Suicide rate among cadets reaches high at West Point
Some students blame stress, hazing
WASHINGTON – Two West Point cadets have committed suicide since December and two others attempted suicide in the past two weeks, prompting the military academy’s leaders to summon an Army surgeon seneral’s suicide team to travel to the campus today to investigate the causes.

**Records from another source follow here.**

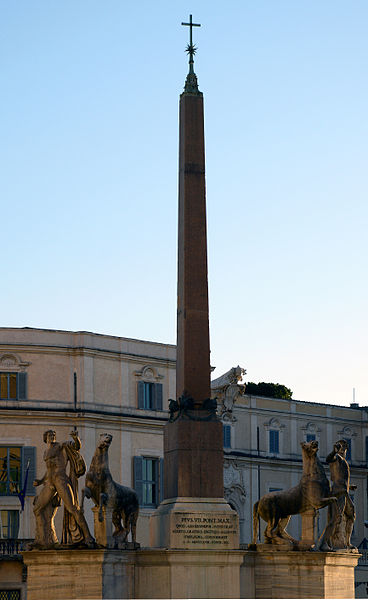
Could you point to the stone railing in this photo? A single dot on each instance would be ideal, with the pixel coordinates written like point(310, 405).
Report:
point(11, 547)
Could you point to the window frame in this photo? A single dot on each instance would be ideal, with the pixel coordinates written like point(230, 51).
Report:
point(141, 481)
point(20, 385)
point(7, 479)
point(274, 441)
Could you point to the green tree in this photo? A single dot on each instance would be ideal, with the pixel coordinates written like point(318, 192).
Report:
point(271, 390)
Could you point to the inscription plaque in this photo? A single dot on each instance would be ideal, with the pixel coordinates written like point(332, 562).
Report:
point(203, 530)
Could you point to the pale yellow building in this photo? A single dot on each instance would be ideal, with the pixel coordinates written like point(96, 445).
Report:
point(99, 383)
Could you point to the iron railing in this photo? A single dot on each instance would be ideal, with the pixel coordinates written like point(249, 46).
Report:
point(13, 546)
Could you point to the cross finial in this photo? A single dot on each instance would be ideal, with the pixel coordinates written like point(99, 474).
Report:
point(191, 85)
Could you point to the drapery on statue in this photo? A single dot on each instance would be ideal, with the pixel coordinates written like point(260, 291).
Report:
point(340, 477)
point(57, 486)
point(312, 491)
point(104, 491)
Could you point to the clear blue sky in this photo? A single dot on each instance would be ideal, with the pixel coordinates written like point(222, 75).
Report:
point(88, 186)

The suicides are the first since at least 2005. The academy is passing out prevention cards, putting up posters and reviewing its procedures, and it has ordered fresh suicide-prevention training to be completed by today, said Col. Bryan Hilferty, spokesman for the U.S. Military Academy at West Point, N.Y.
Some West Point students blamed the problem on the high stress of life at the academy as well as hazing and said that there have been as many as five suicide attempts since November. Officials said the two cadets who killed themselves had pre-existing psychological conditions.
“This is a stressful place. It’s the United States Military Academy,” Hilferty said, but he added that “nothing is more stressful here than it has been.”
On Saturday, a freshman cadet took an overdose of medication and collapsed near the gymnasium wearing his full combat gear, according to students and officials. On Jan. 15, a junior put a belt around his neck in an effort to hang himself and later tried to jump out a window, but he was stopped in both instances, they said. Both young men survived.
On Jan. 2, cadet Gordon Fein shot and killed himself while at home in North Carolina on leave, and on Dec. 8 cadet Alfred D. Fox, a junior, took his life at a motel near campus by allowing a helium tank to empty in the room while he slept.
The Dec. 8 suicide was counted among the 128 confirmed cases for 2008 announced by Army officials Thursday. Fifteen others are pending final determination by the armed forces medical examiner.
For the Army overall, the high pace of deployments contributes to an active-duty suicide rate that has steadily risen since 2004.
The 2008 suicide rate of 20.2 per 100,000 marked a historic high for the Army, and for the first time since the Vietnam War era it surpassed the overall U.S. rate for people of similar ages and backgrounds: 19.5 per 100,000 in 2005, the latest year for which the statistic is available. It marks a jump from the Army’s rate of 12.7 per 100,000 in 2005, 15.3 in 2006 and 16.8 in 2007.
“Why do the numbers keep going up? We can’t tell you,” Army Secretary Pete Geren said at the Pentagon news conference. But, he said, “every suicide is a crisis we take personally. This is a challenge of the highest order for us as an army.”